Dès le début de la compétition, le Mexicain Guillermo del Toro avait jeté un sort sur la lagune avec cette fable d'amour entre une femme de ménage muette et rêveuse (l'excellente Sally Hawkins) et une étrange créature amphibienne. La créature est perçue comme un grave danger pour l'humanité par un terrifiant militaire qui en la garde.
Del Toro revisite ici les films de monstres, mais aussi la fable de La Belle et la Bête, plantée dans un fabuleux décor rétro années 60. Le tout dans un sombre contexte historique de sexisme, de racisme et de haine internationale pendant la Guerre froide.
"Le conte de fées est l'antidote parfait contre le cynisme, car il touche les émotions", estime cet amoureux des créatures monstrueuses, concepteur d'univers visuels flamboyants.
Le réalisateur mexicain de 52 ans, qui vit aux Etats-Unis, a dédié son film à tous les "réalisateurs mexicains et latino-américains qui rêvent de faire quelque chose en forme de parabole, mais à qui on dit que ce n'est pas possible. C'est possible", a-t-il martelé en recevant samedi soir son prix des mains de la présidente du jury, l'actrice américaine Annette Bening.

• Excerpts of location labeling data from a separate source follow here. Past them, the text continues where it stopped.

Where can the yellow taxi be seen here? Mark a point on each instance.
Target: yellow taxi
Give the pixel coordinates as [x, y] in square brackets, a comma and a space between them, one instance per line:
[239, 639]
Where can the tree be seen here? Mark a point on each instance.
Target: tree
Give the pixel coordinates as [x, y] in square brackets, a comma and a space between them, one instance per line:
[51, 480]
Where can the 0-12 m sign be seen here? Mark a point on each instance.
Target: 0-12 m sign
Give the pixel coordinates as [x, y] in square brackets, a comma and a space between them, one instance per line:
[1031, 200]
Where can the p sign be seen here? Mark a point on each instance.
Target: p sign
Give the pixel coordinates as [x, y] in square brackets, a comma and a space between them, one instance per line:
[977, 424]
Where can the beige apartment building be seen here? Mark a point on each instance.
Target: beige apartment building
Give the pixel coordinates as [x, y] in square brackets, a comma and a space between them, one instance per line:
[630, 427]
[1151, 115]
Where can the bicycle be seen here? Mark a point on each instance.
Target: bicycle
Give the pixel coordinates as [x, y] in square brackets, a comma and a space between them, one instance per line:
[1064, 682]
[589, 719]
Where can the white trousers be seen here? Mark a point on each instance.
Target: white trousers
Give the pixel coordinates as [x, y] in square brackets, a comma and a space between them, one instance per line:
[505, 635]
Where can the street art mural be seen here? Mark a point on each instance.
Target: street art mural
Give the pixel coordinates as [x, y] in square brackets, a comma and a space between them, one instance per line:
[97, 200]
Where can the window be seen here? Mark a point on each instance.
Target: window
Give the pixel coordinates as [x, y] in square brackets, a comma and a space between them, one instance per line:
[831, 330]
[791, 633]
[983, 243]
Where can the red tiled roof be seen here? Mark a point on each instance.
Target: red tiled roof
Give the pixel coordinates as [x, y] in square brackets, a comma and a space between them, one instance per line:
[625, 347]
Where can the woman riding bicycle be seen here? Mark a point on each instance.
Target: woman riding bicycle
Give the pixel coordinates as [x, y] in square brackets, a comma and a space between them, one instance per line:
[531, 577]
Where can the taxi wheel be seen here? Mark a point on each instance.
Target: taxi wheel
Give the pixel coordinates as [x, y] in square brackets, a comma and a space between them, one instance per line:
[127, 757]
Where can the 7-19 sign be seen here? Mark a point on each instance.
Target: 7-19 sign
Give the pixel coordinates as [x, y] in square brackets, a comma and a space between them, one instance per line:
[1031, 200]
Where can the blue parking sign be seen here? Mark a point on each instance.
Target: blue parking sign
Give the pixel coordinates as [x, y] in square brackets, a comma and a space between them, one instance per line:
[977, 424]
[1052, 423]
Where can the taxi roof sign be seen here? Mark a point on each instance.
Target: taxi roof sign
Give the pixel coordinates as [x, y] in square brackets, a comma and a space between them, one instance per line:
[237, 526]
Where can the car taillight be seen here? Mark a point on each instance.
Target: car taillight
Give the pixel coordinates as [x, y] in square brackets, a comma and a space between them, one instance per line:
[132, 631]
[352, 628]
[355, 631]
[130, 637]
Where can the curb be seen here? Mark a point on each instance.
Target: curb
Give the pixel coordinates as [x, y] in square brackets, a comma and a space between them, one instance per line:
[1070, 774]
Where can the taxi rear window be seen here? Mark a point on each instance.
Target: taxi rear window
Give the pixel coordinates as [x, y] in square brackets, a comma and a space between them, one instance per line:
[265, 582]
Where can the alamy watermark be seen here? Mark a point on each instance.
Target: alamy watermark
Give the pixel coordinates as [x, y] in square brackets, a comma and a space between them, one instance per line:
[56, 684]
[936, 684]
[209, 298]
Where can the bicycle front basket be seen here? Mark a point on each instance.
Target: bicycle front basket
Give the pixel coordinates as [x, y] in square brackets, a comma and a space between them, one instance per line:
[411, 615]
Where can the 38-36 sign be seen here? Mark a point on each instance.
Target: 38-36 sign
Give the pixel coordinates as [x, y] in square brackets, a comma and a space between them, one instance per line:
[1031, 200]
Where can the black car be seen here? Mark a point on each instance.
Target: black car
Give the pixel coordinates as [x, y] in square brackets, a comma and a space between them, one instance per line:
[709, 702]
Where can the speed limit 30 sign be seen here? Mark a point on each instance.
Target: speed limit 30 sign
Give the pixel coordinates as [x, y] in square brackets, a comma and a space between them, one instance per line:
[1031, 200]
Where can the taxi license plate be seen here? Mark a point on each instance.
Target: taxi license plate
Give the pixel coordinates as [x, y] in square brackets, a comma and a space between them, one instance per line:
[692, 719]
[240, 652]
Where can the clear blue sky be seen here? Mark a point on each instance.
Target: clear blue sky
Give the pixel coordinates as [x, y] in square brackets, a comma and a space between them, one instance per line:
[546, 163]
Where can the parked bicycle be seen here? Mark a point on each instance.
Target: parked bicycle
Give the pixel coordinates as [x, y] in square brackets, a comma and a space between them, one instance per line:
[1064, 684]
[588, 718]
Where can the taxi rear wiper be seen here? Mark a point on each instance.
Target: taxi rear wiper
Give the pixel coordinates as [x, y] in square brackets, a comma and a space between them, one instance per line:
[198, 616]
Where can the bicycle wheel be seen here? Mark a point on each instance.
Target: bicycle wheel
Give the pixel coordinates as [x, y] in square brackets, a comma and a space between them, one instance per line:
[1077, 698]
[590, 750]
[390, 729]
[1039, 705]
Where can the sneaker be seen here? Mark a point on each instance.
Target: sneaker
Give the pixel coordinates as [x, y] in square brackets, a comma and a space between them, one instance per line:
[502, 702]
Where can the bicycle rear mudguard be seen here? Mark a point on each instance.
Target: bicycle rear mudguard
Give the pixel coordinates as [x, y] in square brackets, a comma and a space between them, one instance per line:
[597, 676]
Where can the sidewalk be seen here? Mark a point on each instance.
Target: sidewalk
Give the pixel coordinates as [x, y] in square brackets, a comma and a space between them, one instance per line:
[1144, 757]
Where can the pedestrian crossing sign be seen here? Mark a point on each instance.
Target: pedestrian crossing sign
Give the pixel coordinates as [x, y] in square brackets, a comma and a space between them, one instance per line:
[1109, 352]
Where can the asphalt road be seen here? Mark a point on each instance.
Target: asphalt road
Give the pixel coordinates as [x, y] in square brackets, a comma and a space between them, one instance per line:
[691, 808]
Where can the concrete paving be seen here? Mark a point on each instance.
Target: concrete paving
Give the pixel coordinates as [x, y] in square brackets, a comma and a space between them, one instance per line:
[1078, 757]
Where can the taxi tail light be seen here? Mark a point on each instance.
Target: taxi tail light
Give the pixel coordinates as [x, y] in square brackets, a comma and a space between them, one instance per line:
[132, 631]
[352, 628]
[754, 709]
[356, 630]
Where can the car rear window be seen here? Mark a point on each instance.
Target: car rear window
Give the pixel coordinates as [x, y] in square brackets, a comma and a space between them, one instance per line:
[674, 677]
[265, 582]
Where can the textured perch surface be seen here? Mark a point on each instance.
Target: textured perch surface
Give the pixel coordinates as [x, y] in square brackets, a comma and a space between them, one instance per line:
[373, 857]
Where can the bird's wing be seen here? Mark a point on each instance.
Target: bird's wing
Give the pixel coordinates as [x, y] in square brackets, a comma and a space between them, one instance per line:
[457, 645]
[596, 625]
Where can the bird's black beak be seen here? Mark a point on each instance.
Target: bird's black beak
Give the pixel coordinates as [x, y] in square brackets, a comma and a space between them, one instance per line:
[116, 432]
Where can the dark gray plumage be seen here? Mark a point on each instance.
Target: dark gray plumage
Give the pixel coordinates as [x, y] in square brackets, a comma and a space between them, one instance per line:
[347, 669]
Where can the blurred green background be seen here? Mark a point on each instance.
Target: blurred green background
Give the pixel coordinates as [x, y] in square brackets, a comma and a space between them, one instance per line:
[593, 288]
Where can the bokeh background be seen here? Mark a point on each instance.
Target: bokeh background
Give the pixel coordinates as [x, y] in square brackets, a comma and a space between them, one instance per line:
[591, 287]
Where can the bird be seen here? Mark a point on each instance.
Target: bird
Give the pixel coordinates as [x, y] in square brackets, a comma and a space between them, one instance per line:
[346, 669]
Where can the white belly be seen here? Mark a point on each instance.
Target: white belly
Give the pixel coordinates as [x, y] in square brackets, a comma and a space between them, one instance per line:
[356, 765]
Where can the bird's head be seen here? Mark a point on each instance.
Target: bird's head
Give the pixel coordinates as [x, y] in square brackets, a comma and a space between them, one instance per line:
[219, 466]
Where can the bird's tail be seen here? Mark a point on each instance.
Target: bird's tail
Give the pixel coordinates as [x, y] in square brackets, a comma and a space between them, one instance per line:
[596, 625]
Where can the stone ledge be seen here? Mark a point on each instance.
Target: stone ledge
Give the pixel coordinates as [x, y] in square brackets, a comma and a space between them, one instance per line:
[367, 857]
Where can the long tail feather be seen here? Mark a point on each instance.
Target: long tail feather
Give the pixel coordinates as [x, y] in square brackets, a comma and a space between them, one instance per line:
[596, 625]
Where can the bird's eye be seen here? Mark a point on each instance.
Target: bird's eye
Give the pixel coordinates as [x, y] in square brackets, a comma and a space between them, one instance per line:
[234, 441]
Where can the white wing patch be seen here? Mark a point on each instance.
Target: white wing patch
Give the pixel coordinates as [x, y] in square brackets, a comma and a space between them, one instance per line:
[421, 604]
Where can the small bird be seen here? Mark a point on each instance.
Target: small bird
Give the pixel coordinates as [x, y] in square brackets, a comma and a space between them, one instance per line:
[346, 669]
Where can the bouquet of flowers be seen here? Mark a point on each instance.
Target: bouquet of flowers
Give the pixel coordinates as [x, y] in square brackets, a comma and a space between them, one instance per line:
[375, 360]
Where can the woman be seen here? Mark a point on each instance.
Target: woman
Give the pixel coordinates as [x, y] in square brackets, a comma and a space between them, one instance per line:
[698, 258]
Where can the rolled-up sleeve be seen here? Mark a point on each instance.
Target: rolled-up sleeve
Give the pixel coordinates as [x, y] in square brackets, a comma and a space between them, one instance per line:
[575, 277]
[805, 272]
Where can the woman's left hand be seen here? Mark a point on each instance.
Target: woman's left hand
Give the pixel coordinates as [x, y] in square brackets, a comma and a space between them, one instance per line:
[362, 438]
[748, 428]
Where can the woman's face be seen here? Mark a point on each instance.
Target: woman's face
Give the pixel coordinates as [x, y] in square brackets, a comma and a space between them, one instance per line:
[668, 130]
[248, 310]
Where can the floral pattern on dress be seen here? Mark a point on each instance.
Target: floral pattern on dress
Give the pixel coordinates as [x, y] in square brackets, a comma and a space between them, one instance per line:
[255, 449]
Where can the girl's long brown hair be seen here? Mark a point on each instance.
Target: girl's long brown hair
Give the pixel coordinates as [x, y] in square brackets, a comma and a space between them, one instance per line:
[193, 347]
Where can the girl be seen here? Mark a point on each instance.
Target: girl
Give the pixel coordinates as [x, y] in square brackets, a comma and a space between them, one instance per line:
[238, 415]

Le jury a par ailleurs récompensé du prix du meilleur scénario le dramaturge et cinéaste irlando-britannique Martin McDonagh, l'autre grand favori des cinéphiles. Son film Three Billboards outside Ebbing Missouri, servi par la talentueuse Frances McDormand en mère endeuillée partie en guerre féroce contre la police locale, a fait rire aux éclats le Lido avec sa veine proche des frères Coen.
La surprise est venue du jeune réalisateur français Xavier Legrand qui a fondu en larmes en engrangeant deux prix, celui de la meilleure première oeuvre et le Lion d'argent de la meilleure mise en scène pour "Jusqu'à la garde". Le film, classique mais efficace, brouillant habilement les pistes, traite des violences faites aux femmes.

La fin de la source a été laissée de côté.